Once again, Montpelier has looked out of state for answers to a very local problem.
Our state government has seen fit to hire an out-of-state firm to study Vermont's 10 state-funded airports, and possibly suggest doing away with one or another or several of them.
Obviously our own airport, the Caledonia County State Airport on Pudding Hill in Lyndon Center, is one of the 10 being studied, and one of the 10 that could literally fly off into the sunset.
We find it quite unsettling that no one from the Northeast Kingdom is on the committee that will be making recommendations to the Legislature. This panel will form its proposals based on survey data and input, at hearings scheduled throughout the state this month and next.
We must admit that although we're outraged that no one from our region will be assessing the airport status, we're not at all surprised. In fact, we're quite used to it. Montpelier has a history of giving short shrift to issues of vital importance to the Northeast Kingdom. From state officialdom's perspective, the Kingdom is out there somewhere, and not a terribly significant entity.
We choose to think otherwise.
Our airport is of vital significance to the people in the three northern-most counties of the state. It figures directly into the area's economic growth and stability.
The study committee is looking for duplicity and overlapping services, as they search to determine which airports could be eliminated. We commend Sen. Robert Ide, who noted the importance of the Caledonia Airport and said he recognizes that it better serves the area than the other two state-owned airports in the Kingdom. Rep. Cola Hudson, who happens to live near the airport on Pudding Hill, is distressed that no one from the Northeast Kingdom will be among the decision-makers on the study committee.
Hudson has noted that railroad and highways have dominated the Legislature's attention in recent years.

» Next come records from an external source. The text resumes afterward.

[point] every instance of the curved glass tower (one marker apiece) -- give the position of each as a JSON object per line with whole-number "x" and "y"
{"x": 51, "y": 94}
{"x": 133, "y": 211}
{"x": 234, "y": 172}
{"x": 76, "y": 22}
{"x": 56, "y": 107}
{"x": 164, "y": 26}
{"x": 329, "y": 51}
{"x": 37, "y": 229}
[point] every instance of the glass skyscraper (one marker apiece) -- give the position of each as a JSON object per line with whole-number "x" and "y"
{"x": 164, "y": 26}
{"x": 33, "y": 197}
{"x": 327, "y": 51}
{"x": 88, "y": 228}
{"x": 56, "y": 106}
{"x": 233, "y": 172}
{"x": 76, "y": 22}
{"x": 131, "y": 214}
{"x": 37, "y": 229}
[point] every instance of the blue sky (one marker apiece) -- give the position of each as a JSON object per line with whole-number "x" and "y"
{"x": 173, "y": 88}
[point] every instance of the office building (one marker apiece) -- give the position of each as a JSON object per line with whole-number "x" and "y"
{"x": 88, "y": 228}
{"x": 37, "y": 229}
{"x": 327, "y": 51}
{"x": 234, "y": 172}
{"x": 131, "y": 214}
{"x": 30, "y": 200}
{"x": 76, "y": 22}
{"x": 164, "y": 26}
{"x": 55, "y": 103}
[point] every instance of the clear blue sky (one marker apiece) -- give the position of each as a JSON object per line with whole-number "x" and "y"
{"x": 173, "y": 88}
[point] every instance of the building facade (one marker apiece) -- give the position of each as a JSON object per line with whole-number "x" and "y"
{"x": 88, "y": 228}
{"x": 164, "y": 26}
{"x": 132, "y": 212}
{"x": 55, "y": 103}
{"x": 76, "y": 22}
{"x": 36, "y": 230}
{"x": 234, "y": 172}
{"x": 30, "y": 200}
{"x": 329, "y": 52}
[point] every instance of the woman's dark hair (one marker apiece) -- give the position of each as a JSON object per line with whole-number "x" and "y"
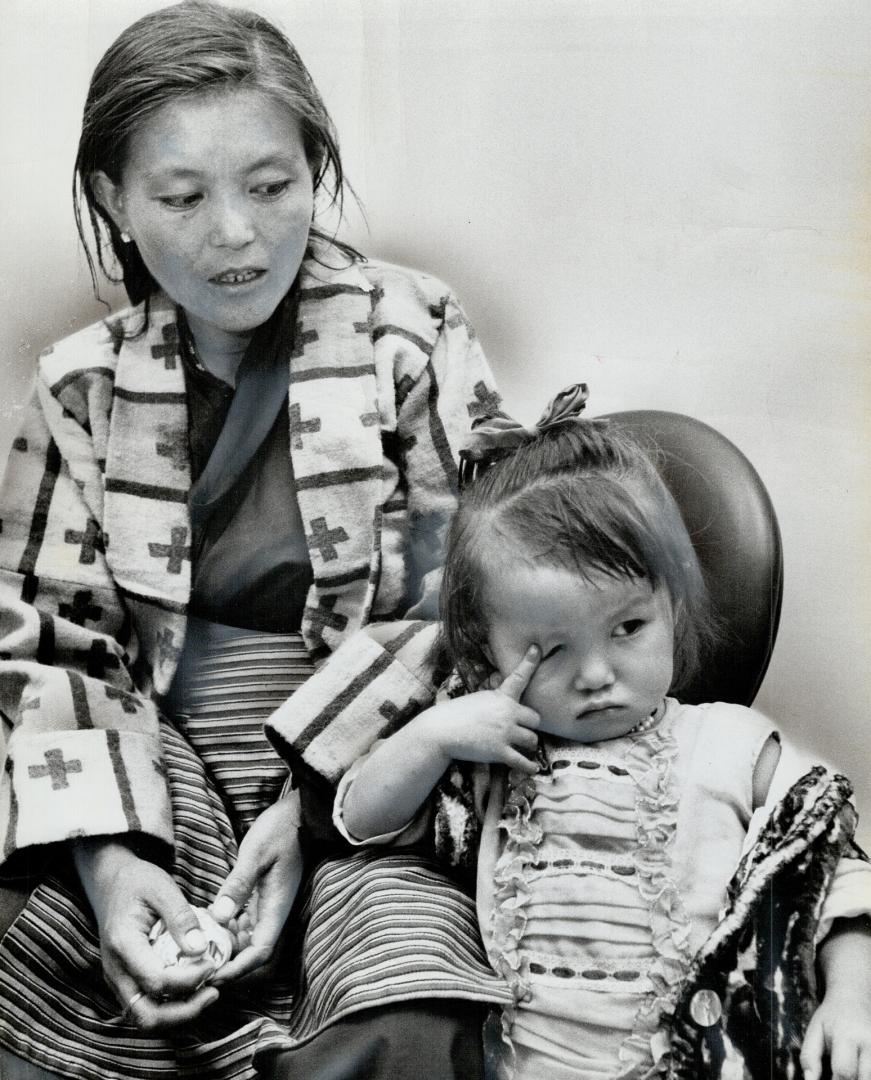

We say fine to that. There's a place for highways and railroads. Often where highways converge, however (such as at Interstates 91 and 89 in the White River Junction area), we find an airport nearby-like the one in West Lebanon.
Combined, the transportation sites contribute to a thriving and viable economy in the Upper Connecticut Valley
Well, we have a couple of significant, converging highways too. We have intestates 91 and 93 and we garner a lot of interest in railroads here in northern Vermont. Why not complete the transportation picture, as the Connecticut Valley has, by recognizing the significance of an airport nearby? It only makes sense.
There are two meetings in our area to discuss the future of our airport. The users hearing for fixed-base operators and airport tenants is tomorrow (Tuesday) at 10:30 a.m. at the Pudding Hill Airport, and the public hearing for the Northeast Kingdom is scheduled to take place on Oct.14, at 6:30 p.m., at the Lincoln Inn in St. Johnsbury. We urge all readers, whether they fly or not, to realize the economic impact of the airport and attend these sessions.
We know people who have used the airport for their pleasure and companies that have used it to benefit their production. We know tourists who have visited the area and left considerable money in the area. Businesses have obviously found the airport expedient, and a number of area residents have been able to get medical needs and personal commitments fulfilled because the facility is there.
The future of Burke Mountain, the continuation of successful area businesses, and the constant draw of outsiders to our area cannot happen without the continuation of the area's well-kept and strategically located airport.
We ask residents to think carefully about our local airport, and how it does and can continue to serve the region. We also urge you to attend the public hearings on Sept.30 and Oct.14, and let the state know that this area needs the airport.
Clearly, the community can only soar with a strong commitment from Montpelier that our airport will be treated with the respect it rightly deserves.